Ma dietro quell’Arsenal, il grande Arsenal, c’è una squadra di alcolizzati, è una delle storie più incredibili dello sport mondiale.

Il capitano è Tony Adams, difensore insuperabile, sia in area di rigore, che sostanzialmente dietro il bancone del pub. La regola è tre: tre pinte di birra per volta, se vincono bevono, se perdono bevono, se pareggiano bevono, però dovete moltiplicare per cinque. La media di pinte di birra dopo una partita dell’Arsenal è quindici.

L’Arsenal vola, ma i giocatori scendono sempre di più. La vita di Paul diventa stretta, è un giocatore in bilico, sulla linea laterale del campo vicinissimo a finire in panchina, e la sua famiglia gli ha già esibito il proprio cartellino rosso sbattendolo fuori dalla porta di casa.

E adesso torniamo a quell’inverno del 1994, Paul di muro ne sta cercando uno solido, il più solido possibile, una volta trovato si sarebbe lanciato contro a tutta velocità, uno schianto per fare a pezzi la sua vita, accartocciarla come le lamiere della sua auto e sparire.

La sua vita non gli apparteneva più. Il muro finalmente lo trova, 140 km/h, la macchina distrutta, ma per uno di quei casi della vita anziché schiantarsi, Paul Merson rimbalza. Rimbalza lontano, rimbalza emotivamente, rimbalza da tutti i punti di vista.

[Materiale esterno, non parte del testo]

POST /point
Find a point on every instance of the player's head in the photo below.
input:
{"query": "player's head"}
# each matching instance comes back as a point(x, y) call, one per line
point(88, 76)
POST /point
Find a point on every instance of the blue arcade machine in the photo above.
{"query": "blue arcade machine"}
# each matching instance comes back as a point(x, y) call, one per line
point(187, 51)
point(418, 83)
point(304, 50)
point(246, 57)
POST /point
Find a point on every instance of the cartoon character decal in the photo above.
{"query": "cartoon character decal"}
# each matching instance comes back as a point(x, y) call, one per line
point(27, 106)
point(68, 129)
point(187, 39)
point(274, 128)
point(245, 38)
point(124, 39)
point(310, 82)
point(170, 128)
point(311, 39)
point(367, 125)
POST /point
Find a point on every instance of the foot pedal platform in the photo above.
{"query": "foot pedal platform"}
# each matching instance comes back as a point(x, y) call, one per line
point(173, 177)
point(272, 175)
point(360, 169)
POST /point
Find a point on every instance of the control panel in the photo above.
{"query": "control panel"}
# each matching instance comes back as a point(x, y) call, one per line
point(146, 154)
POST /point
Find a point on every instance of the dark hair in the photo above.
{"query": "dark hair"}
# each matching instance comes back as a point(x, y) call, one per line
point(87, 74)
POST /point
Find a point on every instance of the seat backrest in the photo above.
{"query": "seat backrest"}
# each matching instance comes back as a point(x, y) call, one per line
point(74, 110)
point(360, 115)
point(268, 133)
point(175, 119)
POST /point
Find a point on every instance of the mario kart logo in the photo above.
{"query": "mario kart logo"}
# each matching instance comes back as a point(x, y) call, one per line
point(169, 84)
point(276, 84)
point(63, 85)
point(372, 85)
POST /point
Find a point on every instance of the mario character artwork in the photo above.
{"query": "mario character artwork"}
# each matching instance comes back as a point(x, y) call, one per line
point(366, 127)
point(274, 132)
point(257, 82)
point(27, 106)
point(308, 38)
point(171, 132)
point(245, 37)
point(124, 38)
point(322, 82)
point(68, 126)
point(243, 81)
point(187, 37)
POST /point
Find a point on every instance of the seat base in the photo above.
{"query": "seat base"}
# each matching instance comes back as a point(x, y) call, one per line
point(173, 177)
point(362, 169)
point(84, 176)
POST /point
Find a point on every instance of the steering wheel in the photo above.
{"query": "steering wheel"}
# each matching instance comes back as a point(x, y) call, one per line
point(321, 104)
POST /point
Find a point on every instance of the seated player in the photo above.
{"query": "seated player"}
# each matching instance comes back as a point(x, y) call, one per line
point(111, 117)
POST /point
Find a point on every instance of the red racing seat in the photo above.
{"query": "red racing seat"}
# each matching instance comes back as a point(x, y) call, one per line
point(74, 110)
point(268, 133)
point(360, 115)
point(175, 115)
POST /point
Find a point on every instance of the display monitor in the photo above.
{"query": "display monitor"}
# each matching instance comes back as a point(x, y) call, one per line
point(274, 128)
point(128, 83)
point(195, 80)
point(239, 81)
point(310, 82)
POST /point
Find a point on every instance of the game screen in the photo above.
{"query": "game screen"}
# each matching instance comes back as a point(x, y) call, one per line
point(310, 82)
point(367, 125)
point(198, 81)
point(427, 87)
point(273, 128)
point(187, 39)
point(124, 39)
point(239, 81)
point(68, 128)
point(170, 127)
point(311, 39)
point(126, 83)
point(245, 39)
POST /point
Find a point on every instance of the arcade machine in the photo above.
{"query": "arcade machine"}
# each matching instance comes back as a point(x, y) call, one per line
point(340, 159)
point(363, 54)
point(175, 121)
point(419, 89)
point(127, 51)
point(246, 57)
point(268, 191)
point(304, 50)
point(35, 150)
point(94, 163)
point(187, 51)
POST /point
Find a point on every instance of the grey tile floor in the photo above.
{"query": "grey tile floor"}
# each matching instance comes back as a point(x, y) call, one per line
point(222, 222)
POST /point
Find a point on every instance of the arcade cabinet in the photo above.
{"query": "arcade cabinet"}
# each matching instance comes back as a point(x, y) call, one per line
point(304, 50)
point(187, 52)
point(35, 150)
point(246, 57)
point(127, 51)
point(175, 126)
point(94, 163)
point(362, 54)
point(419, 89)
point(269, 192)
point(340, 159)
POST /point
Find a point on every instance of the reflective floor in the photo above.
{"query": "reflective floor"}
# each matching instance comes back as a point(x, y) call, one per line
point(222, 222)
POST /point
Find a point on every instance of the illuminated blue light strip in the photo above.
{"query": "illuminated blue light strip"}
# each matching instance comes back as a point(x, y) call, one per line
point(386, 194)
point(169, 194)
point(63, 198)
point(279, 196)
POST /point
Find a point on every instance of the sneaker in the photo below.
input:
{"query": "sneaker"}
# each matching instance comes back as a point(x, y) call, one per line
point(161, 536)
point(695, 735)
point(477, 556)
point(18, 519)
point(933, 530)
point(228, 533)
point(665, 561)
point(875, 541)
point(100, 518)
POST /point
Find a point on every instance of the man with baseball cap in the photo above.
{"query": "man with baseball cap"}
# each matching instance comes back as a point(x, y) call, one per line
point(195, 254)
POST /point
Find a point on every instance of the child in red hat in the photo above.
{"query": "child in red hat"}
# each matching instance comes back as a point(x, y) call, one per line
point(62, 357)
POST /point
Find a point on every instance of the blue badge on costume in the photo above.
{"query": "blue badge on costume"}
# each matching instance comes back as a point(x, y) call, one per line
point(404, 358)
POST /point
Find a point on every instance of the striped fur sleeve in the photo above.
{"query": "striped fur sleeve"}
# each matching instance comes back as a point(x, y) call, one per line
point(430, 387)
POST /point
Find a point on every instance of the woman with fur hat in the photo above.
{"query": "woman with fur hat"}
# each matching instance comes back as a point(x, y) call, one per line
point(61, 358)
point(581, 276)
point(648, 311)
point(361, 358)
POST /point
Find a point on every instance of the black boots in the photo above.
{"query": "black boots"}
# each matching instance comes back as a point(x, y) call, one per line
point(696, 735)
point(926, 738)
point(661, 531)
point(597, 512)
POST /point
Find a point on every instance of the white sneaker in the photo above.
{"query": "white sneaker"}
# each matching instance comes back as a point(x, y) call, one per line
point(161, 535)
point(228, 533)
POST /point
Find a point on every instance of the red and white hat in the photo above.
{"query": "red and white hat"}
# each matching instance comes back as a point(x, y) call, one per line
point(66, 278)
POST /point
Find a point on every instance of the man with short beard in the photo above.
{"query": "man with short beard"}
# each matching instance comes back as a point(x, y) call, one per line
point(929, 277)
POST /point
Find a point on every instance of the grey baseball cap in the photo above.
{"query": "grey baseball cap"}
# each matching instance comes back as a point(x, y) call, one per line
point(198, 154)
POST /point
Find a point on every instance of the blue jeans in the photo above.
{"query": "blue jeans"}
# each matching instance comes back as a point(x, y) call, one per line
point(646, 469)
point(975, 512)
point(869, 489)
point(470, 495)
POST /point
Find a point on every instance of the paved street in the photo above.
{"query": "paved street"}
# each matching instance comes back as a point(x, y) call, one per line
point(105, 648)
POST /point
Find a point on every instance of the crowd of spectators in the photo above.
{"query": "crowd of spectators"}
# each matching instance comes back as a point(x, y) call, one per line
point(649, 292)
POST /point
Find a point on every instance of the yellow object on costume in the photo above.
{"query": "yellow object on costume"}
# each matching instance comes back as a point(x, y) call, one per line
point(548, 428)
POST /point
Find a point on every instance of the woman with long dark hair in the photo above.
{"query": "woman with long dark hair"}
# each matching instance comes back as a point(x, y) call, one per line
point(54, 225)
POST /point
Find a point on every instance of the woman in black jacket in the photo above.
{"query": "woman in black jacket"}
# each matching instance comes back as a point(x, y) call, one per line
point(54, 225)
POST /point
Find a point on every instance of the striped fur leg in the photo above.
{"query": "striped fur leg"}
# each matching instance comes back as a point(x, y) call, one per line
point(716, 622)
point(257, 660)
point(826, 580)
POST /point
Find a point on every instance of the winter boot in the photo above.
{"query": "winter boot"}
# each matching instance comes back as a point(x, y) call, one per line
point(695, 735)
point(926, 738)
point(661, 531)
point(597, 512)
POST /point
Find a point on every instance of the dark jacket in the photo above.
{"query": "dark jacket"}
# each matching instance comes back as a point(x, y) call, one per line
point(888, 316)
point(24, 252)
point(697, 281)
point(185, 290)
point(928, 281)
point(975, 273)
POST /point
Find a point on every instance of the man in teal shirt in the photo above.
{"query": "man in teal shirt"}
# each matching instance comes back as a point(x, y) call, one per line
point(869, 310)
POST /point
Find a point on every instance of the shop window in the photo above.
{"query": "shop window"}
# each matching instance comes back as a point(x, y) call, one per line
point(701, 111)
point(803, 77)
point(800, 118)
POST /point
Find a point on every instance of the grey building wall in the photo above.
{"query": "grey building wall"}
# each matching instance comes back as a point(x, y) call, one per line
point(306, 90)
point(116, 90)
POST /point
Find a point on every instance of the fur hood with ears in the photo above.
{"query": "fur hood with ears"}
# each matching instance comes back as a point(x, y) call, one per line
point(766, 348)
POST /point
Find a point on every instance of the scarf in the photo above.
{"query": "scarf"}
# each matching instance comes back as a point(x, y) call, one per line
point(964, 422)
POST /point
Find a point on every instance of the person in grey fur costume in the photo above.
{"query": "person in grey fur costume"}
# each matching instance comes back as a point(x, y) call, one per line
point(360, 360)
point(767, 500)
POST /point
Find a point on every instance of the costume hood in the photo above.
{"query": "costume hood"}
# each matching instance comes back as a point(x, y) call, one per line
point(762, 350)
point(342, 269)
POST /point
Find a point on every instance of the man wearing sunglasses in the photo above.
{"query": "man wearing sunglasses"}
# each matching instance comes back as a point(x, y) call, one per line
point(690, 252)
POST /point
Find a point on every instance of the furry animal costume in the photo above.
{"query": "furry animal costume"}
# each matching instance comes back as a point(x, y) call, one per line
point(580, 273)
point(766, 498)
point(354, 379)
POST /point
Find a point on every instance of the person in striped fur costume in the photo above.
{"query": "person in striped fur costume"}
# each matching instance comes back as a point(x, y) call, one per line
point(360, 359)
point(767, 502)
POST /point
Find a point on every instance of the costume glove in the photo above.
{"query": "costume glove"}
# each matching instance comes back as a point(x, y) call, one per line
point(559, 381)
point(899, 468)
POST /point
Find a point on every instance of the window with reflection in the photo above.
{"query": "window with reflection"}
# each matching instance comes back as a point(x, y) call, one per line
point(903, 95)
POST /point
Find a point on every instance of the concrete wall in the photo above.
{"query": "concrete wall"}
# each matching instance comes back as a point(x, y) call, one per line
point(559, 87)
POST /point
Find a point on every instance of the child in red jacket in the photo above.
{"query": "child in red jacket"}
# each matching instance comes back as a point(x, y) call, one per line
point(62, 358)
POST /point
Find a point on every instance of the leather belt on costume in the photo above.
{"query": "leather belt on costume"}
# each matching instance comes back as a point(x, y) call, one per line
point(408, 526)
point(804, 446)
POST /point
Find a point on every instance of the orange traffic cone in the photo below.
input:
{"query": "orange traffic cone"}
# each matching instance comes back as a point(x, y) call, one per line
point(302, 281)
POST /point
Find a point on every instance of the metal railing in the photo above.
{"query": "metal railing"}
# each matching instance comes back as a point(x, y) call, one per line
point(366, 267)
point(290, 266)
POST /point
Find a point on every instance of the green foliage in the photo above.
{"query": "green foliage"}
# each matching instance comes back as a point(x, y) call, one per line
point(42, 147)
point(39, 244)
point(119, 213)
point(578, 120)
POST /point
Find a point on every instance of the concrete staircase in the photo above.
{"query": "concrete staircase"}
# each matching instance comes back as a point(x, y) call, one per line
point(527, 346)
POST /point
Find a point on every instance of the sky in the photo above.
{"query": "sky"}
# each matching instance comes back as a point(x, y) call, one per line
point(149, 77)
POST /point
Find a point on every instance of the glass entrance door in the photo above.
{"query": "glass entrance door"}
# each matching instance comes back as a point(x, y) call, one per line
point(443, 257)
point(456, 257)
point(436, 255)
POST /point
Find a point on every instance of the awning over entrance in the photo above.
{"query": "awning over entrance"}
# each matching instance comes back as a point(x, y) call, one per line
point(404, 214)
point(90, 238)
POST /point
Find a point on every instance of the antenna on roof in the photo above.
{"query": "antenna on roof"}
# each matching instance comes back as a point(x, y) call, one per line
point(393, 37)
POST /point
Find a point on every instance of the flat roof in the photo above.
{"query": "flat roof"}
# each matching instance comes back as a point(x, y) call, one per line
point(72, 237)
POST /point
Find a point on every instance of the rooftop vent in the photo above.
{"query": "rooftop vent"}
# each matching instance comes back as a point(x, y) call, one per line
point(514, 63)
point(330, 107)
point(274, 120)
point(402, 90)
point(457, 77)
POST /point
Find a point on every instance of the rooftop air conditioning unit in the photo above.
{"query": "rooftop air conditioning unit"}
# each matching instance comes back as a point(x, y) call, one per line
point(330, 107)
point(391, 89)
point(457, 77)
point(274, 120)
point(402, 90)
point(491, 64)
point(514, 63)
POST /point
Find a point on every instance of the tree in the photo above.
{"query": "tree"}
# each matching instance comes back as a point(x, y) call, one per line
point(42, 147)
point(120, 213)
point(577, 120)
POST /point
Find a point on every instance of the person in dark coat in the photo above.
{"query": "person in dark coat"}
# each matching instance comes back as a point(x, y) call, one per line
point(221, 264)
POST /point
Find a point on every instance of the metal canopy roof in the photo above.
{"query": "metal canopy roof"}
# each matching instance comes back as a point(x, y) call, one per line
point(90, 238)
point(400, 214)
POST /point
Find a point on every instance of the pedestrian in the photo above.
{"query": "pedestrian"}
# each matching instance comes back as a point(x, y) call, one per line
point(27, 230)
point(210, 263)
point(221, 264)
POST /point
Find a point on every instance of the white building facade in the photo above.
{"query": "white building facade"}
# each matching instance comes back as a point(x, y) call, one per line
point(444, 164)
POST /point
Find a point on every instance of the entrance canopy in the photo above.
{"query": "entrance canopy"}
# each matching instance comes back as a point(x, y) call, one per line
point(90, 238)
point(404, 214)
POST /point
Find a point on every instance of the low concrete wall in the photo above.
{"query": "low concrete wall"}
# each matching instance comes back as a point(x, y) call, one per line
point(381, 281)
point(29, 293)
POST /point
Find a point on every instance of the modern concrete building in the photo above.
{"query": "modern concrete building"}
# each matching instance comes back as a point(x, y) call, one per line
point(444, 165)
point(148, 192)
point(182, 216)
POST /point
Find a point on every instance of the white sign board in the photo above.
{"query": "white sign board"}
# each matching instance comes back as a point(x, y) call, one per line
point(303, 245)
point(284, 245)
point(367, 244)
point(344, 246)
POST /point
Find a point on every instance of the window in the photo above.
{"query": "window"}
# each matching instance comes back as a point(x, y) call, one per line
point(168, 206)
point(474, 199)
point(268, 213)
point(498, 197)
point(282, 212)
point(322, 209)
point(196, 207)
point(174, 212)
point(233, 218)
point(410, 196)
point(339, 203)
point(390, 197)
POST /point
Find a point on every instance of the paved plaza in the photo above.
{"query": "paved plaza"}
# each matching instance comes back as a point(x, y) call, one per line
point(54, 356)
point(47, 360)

L’Arsenal lo riammette in squadra, la Football Association lo aiuta evitandogli ogni sanzione. L’inferno di droghe e alcol è una punizione sufficiente, lo cedono al Middlesbrough, Serie B, ma cosa importa, torna a giocare, e clamorosamente, due anni dopo Glenn Hoddle lo riconvoca per i Mondiali di Francia, corre l’anno 1998.

Non importa se oggi Paul Merson ha smesso di giocare, il messaggio è molto chiaro: nella vita si può rimbalzare, anche quando ci si ritrova negli inferi, fra droga e alcol.